Mr Taylor, also known as Lord Kilclooney, made the remarks on social media platform X in recent days.
Fifteen civilians, including two children, were killed when the UVF detonated a bomb in the North Queen Street bar, in north Belfast, in December 1971.
Security forces claims that the IRA was to blame were later shown not to be true.
Mr Taylor, who was a Stormont minister at the time of the atrocity, wrongly said it was an IRA bomb that exploded prematurely.
During an exchange on X this week the former Ulster Unionist MP again appeared to cast doubt over the innocence of the victims.

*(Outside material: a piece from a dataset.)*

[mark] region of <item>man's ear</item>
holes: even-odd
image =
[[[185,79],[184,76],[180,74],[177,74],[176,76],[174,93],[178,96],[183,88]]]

The former politician was responding to a post by an account entitled Séamus Bryson’s Attic Trapdoor that referenced the “innocent people murdered in the McGurk’s”, and also urged him to apologise for previous remarks made.
In response the Mr Taylor said: “You claim they were innocent.”
The following day another post by the same account again referenced the “innocents of the McGurk’s atrocity” to which Mr Taylor replied “you clearly do not understand the word ‘innocent’.”
Mr Taylor’s remarks came after McGurk’s Bar campaigner Sam Irvine, who lost his mother Kitty in the attack, was laid to rest last weekend.
His nephew Ciaran MacAirt was critical of Mr Taylor’s remarks.
“John Taylor has yet to account properly for the disinformation he parroted in the aftermath of the McGurk’s Bar massacre,” he said.
“This most recent slur occurs just weeks before the 53rd anniversary of the mass murder and cover-up, and just days after the burial of another McGurk’s Bar campaigner.”
Mr MacAirt said Mr Taylor’s comments will hurt relatives.
“His baseless slurs will do nothing but hurt the families once again at a particularly difficult time for them,” he said.
In 2018 Mr Taylor was criticised for claiming McGurk’s Bar was a “drinking hole for IRA sympathisers” who have run a “political campaign to place the blame on the UVF”.
A year earlier he refused to apologise when challenged online by a McGurk’s Bar relative over declaring the atrocity was an IRA ‘own goal’.
Other social media remarks have also caused controversy including his description of former Taoiseach Leo Varadkar as “the Indian”, and a claim that unionists and nationalists are not political equals.